Network configurations of rabid library for Federated XGBoost on Amazon EC2 instances

luckystarufo · November 13, 2022, 12:15am

Hello all,

I’ve recently tried to deploy the Federated XGBoost framework on Amazon EC2 instances (Ubuntu 18.04). There are 3 instances (one server and two clients) and are in different regions. I’ve properly configured the network so that the three instances can ‘talk to each other’ through ssh.

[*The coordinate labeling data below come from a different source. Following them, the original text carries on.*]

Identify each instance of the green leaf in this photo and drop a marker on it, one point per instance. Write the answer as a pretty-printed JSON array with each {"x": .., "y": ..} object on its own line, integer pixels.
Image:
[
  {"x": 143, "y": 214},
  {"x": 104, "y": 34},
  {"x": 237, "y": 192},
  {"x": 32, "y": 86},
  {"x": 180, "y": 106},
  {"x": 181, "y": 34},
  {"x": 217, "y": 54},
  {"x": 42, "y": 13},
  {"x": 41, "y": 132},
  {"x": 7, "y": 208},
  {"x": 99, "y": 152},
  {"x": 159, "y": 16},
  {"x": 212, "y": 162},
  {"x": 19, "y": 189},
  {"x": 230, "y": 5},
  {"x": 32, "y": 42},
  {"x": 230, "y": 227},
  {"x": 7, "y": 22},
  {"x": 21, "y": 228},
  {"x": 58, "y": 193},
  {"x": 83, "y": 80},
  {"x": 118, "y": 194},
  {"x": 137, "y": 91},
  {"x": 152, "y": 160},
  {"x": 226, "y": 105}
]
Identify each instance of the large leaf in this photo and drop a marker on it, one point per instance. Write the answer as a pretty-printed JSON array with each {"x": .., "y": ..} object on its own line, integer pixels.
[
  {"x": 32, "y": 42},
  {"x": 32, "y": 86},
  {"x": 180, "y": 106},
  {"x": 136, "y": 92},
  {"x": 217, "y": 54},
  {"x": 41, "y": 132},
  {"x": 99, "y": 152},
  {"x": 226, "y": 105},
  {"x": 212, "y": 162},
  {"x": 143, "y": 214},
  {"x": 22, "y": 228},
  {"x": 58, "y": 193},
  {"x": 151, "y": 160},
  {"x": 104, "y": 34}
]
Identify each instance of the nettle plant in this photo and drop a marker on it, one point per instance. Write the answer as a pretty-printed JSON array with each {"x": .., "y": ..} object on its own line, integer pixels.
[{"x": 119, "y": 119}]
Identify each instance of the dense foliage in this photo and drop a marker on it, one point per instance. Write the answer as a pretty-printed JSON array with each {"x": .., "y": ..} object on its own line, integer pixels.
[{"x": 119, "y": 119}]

However, when running the algorithm, the clients get stuck at the line of subprocess.Popen(cmd, stdout=subprocess.PIPE, stderr=subprocess.STDOUT) in remote_server.py, emitting the following lines to the stdout:

retry connect to ip(retry time 1): [172.30.0.113]
retry connect to ip(retry time 2): [172.30.0.113]
retry connect to ip(retry time 3): [172.30.0.113]
retry connect to ip(retry time 4): [172.30.0.113]
connect to (failed): [172.30.0.113]
Socket Connection Error: Connection refused, shutting down …

After diving a bit deeper, I see it stems from the C++ implementation of the rabit library which is now merged into dmlc/xgboost.

So my question is how the rabbit library handles the communication here and what I can do to fix/test it? Are there any other network configurations I should do so that FedXGBoost can run on AWS? Thanks!